Entretien

Irlande, féminisme, « héroïne chic » : on a papoté avec la star country pop CMAT

29 août 2025
Par Catherine Rochon
Irlande, féminisme, "héroïne chic" : on a papoté avec la star country pop CMAT
©Sarah Doyle

L’Irlandaise CMAT dévoile ce 29 août « Euro-Country », son troisième album. Entre country twistée, humour mordant et introspections, la jeune chanteuse confirme son statut d’étoile montante de la pop. Nous avons rencontré Ciara Mary-Alice Thompson pour évoquer la genèse de ce disque, ses inspirations et sa vision d’un monde en crise.

Elle vient tout juste de finir son déjeuner lorsque nous la rejoignons. Son rire résonne dans le patio du très hype Hôtel Grand Amour. CMAT – Ciara Mary Alice Thompson – est à l’image de sa musique : cabotine, sagace, viscéralement engagée. La jeune Irlandaise de 29 ans, découverte avec l’album If My Wife New I’d Be Dead, a grandi au son de Pulp et Dolly Parton. Un mélange des genres qui a façonné son style country pop délicieusement hybride et tranche avec la crank wave furieuse scandée par nombre de ses compatriotes.

CMAT livre aujourd’hui un troisième album, le très réussi Euro-Country. Un disque vibrant, entremêlant inquiétude et dérision, porté par le titre éponyme, une ballade imparable à la fois hymne et lamentation, où elle aborde l’histoire économique et sociale de l’Irlande. 

Nous avons parlé avec elle de sa relation ambigüe avec son île qu’elle chérit tant, de ses camarades Charli XCX et Kneecap, de féminisme et de ce public queer qui l’inspire.

Tu as dit qu’Euro-Country était ton album le plus important. Pourquoi ?

Parce qu’il me paraît être le plus sérieux. J’y traite des sujets lourds. Cet album est né d’une accumulation de deuils, de changements dans ma vie et de transformations en Irlande. Tout est arrivé en même temps, et ça m’a donné un sentiment d’urgence. J’avais vraiment besoin de sortir ce disque. Je n’aurais pas dû faire un nouvel album si vite – c’est mon troisième en quatre ans – mais je l’ai fait quand même.

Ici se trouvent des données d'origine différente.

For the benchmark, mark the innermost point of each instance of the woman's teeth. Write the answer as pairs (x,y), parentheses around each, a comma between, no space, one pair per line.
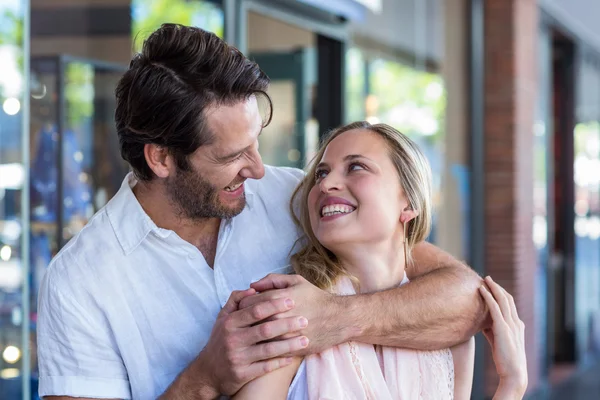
(233,188)
(336,209)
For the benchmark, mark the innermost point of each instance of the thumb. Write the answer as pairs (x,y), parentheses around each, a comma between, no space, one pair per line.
(275,281)
(235,298)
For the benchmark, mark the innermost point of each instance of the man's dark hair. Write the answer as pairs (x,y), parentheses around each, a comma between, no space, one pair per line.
(163,96)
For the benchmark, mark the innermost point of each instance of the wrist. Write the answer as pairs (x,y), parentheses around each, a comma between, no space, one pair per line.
(349,319)
(510,389)
(193,382)
(206,383)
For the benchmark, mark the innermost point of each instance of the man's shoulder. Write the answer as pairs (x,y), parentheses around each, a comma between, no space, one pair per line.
(283,175)
(87,251)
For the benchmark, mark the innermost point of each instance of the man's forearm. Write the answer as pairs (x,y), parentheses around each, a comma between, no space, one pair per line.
(190,385)
(440,309)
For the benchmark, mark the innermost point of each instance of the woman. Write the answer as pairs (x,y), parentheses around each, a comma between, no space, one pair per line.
(364,204)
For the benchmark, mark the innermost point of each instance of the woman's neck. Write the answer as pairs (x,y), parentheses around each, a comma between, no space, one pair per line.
(376,266)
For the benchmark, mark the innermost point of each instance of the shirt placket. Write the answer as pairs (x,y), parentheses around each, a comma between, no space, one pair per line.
(225,233)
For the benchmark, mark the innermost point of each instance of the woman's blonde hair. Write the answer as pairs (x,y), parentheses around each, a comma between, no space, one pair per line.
(318,264)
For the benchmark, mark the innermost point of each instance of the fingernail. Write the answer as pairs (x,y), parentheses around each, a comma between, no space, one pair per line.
(303,322)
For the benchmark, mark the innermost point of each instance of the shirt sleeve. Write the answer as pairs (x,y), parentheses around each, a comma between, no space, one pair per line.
(77,353)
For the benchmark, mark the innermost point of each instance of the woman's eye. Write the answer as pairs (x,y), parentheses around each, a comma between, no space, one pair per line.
(320,174)
(356,167)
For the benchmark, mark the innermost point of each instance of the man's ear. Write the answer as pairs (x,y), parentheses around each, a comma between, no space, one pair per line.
(158,159)
(408,214)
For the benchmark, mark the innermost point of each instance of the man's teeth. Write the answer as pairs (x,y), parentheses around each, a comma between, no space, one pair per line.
(336,209)
(233,188)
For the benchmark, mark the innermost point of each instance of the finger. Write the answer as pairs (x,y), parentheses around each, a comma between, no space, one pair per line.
(261,368)
(258,312)
(273,329)
(500,296)
(275,281)
(266,351)
(489,336)
(493,306)
(262,297)
(235,298)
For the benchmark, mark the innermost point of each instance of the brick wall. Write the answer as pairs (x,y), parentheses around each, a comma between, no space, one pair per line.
(511,32)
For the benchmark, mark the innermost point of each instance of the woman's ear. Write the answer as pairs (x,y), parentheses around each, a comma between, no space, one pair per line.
(408,214)
(158,160)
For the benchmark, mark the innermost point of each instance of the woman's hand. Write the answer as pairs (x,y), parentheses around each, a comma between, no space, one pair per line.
(507,338)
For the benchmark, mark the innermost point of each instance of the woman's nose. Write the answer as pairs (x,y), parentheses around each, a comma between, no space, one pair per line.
(331,182)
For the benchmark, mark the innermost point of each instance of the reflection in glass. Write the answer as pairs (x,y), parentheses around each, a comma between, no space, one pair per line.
(148,15)
(587,211)
(413,102)
(12,179)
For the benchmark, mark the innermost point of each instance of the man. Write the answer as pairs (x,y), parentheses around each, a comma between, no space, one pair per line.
(152,298)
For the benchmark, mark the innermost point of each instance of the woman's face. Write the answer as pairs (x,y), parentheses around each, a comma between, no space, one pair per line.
(357,197)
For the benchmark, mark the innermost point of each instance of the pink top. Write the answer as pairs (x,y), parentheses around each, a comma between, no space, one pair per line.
(361,371)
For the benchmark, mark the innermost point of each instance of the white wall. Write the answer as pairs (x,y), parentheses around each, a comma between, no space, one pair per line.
(582,17)
(404,26)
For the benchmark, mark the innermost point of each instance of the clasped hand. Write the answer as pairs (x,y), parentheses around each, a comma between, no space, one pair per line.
(260,328)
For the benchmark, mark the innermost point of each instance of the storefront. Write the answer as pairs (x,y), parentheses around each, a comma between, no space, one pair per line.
(415,65)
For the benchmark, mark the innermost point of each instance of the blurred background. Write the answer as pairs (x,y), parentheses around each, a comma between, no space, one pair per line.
(502,95)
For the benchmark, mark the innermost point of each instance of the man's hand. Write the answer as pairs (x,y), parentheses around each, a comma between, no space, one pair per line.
(239,349)
(322,309)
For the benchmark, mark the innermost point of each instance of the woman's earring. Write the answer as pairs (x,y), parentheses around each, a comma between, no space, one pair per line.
(405,246)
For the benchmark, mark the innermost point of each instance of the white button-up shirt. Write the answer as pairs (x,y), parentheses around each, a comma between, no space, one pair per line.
(126,305)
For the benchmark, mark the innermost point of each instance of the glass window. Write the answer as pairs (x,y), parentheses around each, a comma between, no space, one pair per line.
(413,102)
(13,270)
(356,85)
(587,207)
(148,15)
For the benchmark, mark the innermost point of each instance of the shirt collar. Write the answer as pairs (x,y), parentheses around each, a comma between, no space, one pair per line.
(130,222)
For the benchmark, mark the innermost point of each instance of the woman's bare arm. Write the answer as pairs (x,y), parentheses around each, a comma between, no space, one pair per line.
(463,356)
(272,386)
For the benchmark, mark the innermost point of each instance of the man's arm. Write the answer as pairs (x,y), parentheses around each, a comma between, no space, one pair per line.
(440,308)
(236,352)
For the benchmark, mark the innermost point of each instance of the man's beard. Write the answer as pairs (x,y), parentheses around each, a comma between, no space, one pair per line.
(195,198)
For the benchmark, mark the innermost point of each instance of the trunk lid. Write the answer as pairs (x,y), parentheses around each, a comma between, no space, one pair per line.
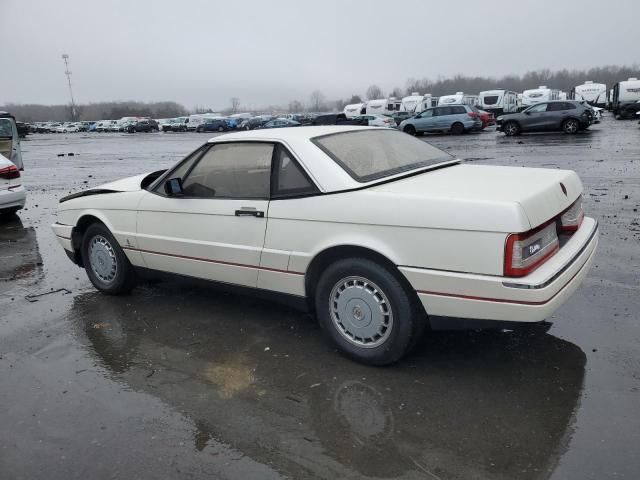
(542,193)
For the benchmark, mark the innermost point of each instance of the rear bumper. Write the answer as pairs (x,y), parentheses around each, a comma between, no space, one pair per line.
(528,299)
(13,198)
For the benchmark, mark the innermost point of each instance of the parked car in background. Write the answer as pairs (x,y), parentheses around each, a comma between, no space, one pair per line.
(68,128)
(176,125)
(339,119)
(456,119)
(568,116)
(486,118)
(213,125)
(280,123)
(9,140)
(12,193)
(145,125)
(327,215)
(378,120)
(398,117)
(254,122)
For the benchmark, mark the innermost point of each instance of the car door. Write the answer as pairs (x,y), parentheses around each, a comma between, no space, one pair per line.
(534,118)
(214,228)
(557,113)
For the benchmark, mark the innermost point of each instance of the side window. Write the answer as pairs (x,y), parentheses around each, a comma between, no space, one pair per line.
(231,170)
(289,177)
(181,170)
(541,107)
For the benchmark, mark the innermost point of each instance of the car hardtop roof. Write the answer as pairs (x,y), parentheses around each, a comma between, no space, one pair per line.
(291,133)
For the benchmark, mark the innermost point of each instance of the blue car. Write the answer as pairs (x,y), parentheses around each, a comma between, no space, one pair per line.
(456,119)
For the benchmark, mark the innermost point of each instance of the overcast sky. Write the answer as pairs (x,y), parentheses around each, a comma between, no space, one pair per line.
(269,52)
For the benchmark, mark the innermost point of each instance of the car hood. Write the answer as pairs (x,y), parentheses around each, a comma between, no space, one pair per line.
(494,196)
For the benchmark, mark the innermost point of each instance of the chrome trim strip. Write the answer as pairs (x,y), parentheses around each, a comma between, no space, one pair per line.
(559,272)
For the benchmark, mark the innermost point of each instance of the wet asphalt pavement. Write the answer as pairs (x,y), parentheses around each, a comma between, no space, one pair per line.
(183,381)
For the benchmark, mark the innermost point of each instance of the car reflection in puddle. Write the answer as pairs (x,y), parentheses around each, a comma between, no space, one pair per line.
(260,377)
(19,255)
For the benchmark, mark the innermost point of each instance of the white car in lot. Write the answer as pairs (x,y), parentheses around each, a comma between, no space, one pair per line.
(376,230)
(12,193)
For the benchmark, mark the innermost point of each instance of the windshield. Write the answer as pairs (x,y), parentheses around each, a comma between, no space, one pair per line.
(373,154)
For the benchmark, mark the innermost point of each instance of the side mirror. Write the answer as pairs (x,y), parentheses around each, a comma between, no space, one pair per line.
(173,186)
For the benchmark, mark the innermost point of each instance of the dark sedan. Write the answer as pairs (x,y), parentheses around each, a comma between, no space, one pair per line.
(567,116)
(213,125)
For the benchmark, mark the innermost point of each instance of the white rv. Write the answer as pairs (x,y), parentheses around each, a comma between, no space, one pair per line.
(416,103)
(458,99)
(498,101)
(595,94)
(626,96)
(383,106)
(538,95)
(354,110)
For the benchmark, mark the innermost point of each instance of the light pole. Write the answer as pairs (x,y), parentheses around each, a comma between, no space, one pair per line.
(65,57)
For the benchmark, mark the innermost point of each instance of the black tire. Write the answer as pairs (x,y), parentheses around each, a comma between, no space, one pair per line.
(410,129)
(124,277)
(511,129)
(570,126)
(386,342)
(457,128)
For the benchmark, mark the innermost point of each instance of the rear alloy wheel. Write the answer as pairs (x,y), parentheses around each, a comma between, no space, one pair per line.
(366,312)
(571,126)
(511,129)
(106,264)
(457,128)
(410,129)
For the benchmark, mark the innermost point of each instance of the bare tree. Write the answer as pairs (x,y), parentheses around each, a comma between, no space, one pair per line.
(374,92)
(235,104)
(317,100)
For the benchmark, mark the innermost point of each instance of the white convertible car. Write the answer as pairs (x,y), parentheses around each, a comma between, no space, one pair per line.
(378,230)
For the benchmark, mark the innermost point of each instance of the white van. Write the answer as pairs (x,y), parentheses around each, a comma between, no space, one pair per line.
(416,103)
(354,110)
(383,106)
(498,101)
(538,95)
(460,98)
(626,96)
(595,94)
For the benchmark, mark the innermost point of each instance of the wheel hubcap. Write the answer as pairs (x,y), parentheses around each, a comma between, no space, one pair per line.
(102,258)
(361,312)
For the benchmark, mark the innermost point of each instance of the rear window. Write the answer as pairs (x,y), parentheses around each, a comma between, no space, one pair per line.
(373,154)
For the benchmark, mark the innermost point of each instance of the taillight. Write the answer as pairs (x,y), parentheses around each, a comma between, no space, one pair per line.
(572,217)
(524,252)
(9,173)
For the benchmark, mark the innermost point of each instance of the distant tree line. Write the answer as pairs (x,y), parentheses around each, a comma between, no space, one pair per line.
(95,111)
(317,102)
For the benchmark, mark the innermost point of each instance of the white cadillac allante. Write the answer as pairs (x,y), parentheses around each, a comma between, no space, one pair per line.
(378,230)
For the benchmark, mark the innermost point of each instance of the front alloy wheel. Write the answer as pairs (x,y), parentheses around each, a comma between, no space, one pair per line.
(106,265)
(571,126)
(361,312)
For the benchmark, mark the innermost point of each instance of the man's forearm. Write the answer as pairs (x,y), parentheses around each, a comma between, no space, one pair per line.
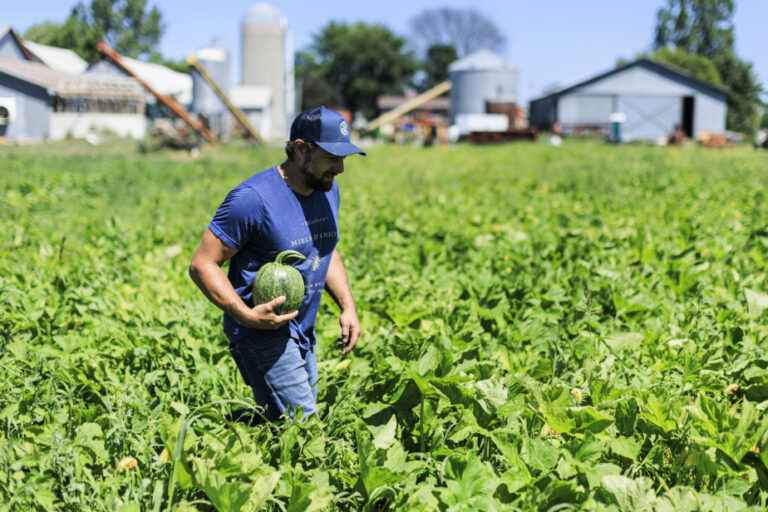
(337,283)
(213,282)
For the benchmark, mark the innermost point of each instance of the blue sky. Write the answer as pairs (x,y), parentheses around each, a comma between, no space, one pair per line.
(551,41)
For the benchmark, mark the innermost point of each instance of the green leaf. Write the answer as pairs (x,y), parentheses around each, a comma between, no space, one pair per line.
(384,435)
(757,302)
(624,341)
(468,482)
(626,447)
(313,496)
(539,454)
(630,495)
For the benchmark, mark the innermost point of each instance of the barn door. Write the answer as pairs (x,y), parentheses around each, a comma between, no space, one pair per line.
(649,117)
(7,114)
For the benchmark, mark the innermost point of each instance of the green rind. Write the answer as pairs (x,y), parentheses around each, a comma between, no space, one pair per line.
(276,279)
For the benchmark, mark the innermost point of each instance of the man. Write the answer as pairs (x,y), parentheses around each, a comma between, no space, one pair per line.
(291,206)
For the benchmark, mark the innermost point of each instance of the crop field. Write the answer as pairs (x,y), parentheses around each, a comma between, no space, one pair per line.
(573,328)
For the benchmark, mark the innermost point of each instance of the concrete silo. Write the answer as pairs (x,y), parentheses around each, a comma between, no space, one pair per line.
(215,60)
(480,77)
(267,61)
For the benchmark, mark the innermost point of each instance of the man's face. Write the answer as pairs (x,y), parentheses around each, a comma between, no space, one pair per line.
(321,168)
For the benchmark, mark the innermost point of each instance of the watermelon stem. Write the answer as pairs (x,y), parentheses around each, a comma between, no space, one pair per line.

Tu parles des changements en Irlande. Sont-ils positifs ?

Non, je ne suis pas sûre. L’Irlande devient un État occidental homogénéisé, un peu comme l’Amérique. Le gouvernement irlandais et le capitalisme ont beaucoup de responsabilités dans ce processus qui affecte les communautés. C’était un endroit vraiment merveilleux où vivre, où tout le monde se connaissait. C’est peut-être une vision romantique que j’avais en grandissant. Mais maintenant, ma génération est partie vivre ailleurs. Et les gens qui sont restés sont devenus très anti-immigration. Il y a toutes ces horribles émeutes raciales qui se produisent. Le pire ressort, à cause du manque de ressources, du manque de financement public, du manque de tout.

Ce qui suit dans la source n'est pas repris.